I’m using the following code for calculation of reflection and transmission coefficients through square well potential:

minE = 5;
maxE = 200;
nE = 200;
energies = Subdivide[minE, maxE, nE - 1];
reflections = ConstantArray[0, nE];
transmissions = ConstantArray[0, nE];

k = Sqrt[2 energies];
Do[
 solution = 
  NDSolve[{psi''[x] == -2 (energies[[i]] - v[x]) psi[x], 
    psi[xMax] == 1, psi'[xMax] == I*k[[i]]}, psi, {x, -xMax, xMax}];
 max = FindMaximum[
    Abs[psi[x]] /. solution, {x, -.8 xMax, -.2 xMax}][[1]];
 min = FindMinimum[
    Abs[psi[x]] /. solution, {x, -.8 xMax, -.2 xMax}][[1]];
 reflections[[i]] = ((max - min)/(max + min))^2;,
 {i, nE}]

reflFunc = ListInterpolation[reflections, {{minE, maxE}}];
transFunc = ListInterpolation[1 - reflections, {{minE, maxE}}];
Plot[{reflFunc[x], transFunc[x]}, {x, minE, maxE}]
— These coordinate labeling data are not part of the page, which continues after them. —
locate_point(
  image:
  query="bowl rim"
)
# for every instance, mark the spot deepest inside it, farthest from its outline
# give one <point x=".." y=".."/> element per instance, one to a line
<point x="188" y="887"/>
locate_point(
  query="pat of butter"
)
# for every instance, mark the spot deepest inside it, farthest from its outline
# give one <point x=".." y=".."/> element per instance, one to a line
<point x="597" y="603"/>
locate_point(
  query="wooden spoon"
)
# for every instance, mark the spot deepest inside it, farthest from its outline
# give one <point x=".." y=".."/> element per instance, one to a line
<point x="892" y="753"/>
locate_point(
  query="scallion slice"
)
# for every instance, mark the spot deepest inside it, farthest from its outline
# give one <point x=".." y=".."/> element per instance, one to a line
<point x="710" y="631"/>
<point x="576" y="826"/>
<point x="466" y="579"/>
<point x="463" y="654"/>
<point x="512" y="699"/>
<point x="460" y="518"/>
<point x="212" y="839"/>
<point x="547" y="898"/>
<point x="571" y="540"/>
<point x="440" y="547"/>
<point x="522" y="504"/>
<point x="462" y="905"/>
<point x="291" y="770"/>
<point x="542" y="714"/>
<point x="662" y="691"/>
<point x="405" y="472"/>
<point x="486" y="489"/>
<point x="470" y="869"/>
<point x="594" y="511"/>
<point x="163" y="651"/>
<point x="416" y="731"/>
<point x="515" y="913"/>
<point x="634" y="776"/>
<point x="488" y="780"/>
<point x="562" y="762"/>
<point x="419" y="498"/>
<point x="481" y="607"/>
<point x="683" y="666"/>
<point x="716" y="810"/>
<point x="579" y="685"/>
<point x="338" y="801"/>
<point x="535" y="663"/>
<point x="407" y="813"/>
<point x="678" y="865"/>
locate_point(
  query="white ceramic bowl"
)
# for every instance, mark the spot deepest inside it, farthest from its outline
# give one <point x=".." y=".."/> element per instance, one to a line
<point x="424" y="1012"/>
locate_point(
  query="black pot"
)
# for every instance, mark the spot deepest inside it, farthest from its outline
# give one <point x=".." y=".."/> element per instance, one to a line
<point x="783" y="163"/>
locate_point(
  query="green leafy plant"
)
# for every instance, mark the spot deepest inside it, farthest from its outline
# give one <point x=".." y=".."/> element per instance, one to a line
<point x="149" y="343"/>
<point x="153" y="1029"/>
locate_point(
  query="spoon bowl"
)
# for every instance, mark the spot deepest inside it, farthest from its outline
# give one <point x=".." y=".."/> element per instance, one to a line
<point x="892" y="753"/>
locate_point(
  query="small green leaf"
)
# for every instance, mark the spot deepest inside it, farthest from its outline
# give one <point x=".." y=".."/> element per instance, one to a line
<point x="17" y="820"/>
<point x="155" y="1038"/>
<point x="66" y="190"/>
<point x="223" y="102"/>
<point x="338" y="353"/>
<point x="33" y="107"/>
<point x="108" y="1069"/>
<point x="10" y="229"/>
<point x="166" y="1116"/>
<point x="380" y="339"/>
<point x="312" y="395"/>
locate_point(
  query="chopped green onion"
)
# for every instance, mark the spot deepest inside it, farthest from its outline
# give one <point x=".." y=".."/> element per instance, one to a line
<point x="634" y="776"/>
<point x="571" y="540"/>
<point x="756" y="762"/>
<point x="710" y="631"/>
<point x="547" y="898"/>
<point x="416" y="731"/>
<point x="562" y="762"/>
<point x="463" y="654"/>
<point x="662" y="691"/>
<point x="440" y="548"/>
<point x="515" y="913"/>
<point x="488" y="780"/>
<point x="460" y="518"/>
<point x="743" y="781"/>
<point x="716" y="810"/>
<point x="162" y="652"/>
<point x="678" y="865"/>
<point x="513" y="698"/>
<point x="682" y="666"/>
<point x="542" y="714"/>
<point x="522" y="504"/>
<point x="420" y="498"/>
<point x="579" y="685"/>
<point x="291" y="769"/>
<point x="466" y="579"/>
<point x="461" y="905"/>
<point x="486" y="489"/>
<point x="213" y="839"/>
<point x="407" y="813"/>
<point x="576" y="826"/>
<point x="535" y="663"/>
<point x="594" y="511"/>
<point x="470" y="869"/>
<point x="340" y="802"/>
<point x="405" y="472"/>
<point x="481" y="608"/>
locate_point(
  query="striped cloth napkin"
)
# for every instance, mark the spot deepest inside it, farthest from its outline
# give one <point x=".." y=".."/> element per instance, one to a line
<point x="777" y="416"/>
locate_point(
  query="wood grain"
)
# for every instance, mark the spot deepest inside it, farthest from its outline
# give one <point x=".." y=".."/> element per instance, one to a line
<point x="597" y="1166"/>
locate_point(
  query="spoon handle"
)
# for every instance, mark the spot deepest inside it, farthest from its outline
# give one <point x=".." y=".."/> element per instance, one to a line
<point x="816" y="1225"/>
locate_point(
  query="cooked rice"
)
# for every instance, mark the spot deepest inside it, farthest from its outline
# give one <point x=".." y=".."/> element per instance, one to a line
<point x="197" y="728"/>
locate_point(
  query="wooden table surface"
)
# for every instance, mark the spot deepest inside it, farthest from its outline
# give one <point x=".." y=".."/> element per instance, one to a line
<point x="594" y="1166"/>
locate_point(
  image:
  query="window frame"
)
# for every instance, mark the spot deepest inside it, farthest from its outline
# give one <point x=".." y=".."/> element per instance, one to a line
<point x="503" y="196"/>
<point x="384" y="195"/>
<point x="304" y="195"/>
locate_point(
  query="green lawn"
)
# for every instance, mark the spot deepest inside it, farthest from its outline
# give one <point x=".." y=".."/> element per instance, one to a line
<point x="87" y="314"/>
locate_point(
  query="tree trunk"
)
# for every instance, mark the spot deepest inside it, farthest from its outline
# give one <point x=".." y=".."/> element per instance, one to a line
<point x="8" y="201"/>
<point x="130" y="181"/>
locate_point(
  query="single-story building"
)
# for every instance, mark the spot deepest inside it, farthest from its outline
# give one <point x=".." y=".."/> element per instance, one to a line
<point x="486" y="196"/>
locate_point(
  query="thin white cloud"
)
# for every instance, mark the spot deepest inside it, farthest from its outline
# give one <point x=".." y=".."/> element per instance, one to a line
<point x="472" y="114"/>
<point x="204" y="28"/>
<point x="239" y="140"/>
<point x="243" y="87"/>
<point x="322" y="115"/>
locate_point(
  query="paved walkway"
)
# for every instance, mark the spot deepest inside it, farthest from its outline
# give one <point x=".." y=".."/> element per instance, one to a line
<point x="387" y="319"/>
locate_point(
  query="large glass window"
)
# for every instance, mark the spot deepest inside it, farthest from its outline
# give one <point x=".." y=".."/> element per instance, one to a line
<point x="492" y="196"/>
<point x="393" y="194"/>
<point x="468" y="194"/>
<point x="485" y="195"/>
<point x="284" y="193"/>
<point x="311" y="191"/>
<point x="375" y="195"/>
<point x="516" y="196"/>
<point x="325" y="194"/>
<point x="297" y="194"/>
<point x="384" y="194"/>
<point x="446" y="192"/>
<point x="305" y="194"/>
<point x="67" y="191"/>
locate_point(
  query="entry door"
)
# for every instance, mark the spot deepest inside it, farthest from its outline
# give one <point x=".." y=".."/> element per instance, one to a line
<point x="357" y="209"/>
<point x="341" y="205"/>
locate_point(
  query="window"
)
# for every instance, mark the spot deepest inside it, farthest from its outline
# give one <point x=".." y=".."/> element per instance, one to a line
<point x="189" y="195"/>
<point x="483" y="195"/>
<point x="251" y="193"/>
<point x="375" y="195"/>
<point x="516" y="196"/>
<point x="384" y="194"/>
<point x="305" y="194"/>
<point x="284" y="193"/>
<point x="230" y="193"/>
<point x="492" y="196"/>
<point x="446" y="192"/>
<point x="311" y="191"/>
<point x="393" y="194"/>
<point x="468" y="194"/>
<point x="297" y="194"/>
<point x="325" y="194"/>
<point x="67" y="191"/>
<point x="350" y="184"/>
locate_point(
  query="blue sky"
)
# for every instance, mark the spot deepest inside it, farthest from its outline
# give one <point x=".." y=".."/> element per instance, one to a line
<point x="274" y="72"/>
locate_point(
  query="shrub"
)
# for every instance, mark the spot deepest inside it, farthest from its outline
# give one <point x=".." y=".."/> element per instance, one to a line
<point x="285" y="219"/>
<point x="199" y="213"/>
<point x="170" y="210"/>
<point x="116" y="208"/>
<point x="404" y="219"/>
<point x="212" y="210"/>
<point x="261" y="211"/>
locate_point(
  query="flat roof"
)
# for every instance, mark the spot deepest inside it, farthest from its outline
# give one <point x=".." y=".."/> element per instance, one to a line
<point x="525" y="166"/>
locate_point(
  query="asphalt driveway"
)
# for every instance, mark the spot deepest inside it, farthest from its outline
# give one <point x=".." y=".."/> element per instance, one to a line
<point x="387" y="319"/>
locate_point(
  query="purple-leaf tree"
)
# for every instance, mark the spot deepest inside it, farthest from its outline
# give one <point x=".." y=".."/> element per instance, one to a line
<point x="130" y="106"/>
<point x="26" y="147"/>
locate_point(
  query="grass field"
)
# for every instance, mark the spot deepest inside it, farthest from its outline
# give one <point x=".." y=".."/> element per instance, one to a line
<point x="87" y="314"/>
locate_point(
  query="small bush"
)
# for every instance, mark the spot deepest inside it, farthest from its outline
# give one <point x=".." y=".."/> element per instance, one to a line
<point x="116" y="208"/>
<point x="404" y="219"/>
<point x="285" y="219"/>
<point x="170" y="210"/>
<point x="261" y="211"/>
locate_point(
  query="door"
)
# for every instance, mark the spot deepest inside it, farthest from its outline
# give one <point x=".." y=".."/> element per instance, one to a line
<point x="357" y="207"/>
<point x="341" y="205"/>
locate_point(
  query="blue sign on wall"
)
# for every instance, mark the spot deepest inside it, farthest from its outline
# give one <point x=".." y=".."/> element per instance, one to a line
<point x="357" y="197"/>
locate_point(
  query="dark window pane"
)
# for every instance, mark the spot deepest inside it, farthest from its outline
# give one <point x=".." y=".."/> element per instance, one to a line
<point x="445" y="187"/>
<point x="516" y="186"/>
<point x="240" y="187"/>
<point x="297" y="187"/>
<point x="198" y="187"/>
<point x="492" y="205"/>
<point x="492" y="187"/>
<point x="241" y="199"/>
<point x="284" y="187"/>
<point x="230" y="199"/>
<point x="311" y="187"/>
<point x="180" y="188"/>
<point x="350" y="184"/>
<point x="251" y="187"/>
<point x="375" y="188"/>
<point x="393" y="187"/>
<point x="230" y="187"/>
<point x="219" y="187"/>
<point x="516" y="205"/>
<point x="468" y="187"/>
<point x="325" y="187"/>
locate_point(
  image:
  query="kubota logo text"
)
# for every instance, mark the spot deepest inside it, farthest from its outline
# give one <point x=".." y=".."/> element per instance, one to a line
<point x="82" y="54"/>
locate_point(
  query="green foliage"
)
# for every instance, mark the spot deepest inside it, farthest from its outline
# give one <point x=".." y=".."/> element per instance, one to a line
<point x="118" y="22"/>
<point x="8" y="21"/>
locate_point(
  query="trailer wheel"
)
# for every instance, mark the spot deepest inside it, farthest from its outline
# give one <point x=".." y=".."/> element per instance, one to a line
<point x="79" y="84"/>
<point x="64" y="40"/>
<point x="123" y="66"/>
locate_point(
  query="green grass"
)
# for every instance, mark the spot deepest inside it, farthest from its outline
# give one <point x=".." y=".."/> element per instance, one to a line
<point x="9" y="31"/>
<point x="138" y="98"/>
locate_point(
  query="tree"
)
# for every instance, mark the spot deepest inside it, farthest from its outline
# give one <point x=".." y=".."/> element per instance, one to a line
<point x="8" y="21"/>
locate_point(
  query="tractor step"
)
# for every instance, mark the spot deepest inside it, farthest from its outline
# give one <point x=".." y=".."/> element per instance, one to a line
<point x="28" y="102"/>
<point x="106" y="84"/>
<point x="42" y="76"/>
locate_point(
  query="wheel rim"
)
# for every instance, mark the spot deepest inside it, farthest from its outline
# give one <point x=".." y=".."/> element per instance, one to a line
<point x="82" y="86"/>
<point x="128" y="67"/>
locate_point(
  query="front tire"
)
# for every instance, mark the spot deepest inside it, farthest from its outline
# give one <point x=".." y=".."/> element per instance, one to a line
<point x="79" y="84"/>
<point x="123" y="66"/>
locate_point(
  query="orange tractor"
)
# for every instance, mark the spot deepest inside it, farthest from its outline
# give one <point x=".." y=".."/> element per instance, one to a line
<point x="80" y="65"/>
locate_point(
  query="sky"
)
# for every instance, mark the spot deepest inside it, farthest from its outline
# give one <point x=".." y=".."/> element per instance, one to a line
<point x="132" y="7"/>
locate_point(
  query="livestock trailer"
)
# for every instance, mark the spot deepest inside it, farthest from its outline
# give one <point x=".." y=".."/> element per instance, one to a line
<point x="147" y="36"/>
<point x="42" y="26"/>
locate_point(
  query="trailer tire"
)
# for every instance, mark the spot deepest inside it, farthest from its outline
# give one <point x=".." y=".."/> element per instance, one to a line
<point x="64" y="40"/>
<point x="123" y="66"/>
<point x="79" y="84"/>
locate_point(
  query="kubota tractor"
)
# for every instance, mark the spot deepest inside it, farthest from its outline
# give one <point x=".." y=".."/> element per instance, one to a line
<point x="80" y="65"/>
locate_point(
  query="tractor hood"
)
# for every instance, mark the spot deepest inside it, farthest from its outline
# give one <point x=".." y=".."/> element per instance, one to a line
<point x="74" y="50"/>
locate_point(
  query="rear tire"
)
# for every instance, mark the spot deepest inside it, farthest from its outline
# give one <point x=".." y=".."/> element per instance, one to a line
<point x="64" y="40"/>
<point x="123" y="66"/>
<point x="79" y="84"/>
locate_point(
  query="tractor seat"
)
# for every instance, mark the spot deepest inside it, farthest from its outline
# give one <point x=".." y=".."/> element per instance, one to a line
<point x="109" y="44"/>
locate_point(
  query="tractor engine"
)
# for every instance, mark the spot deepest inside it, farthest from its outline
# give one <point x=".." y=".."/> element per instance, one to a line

Now, this is kind of problem where I loop over some variable (energy) with manually defined accuracy (by nE and Subdivide). There are two questions:

  1. Is there a way to do it with functions instead of loop and lists (how to directly create function I finally get through ListInterpolation) and how to control accuracy/ "energy step"/nE in that case

  2. If there is another more elegant way, I’d be most obliged to see it

One Answer

After some reading I'm down to following code, it somehow gets everything into function, but it is surely not most elegant:

ffunc[energy_] := (
  k = Sqrt[2 energy];
  solution = 
   NDSolve[{psi''[x] == -2 (energy - v[x]) psi[x], psi[xMax] == 1, 
     psi'[xMax] == I*k}, psi, {x, -xMax, xMax}];
  max = FindMaximum[
     Abs[psi[x]] /. solution, {x, -.8 xMax, -.2 xMax}][[1]];
  min = FindMinimum[
     Abs[psi[x]] /. solution, {x, -.8 xMax, -.2 xMax}][[1]];
  ((max - min)/(max + min))^2)

v[x_] := If[x > 0 && x < 1, 50, 0];
xMax = 10;
minE = 5;
maxE = 200;
nE = 200;
energies = Subdivide[minE, maxE, nE - 1];
reflections = ffunc /@ energies;
reflFunc = ListInterpolation[reflections, {{minE, maxE}}];
transFunc = ListInterpolation[1 - reflections, {{minE, maxE}}];
ListPlot[reflections]

Anyway, this example evaluates in 9.36s which is a bit longer than original code at 9.02s. Plot with MaxRecursion->0 takes 10.86

I am aware this change does nothing functional, but at least body of Do command is in function now.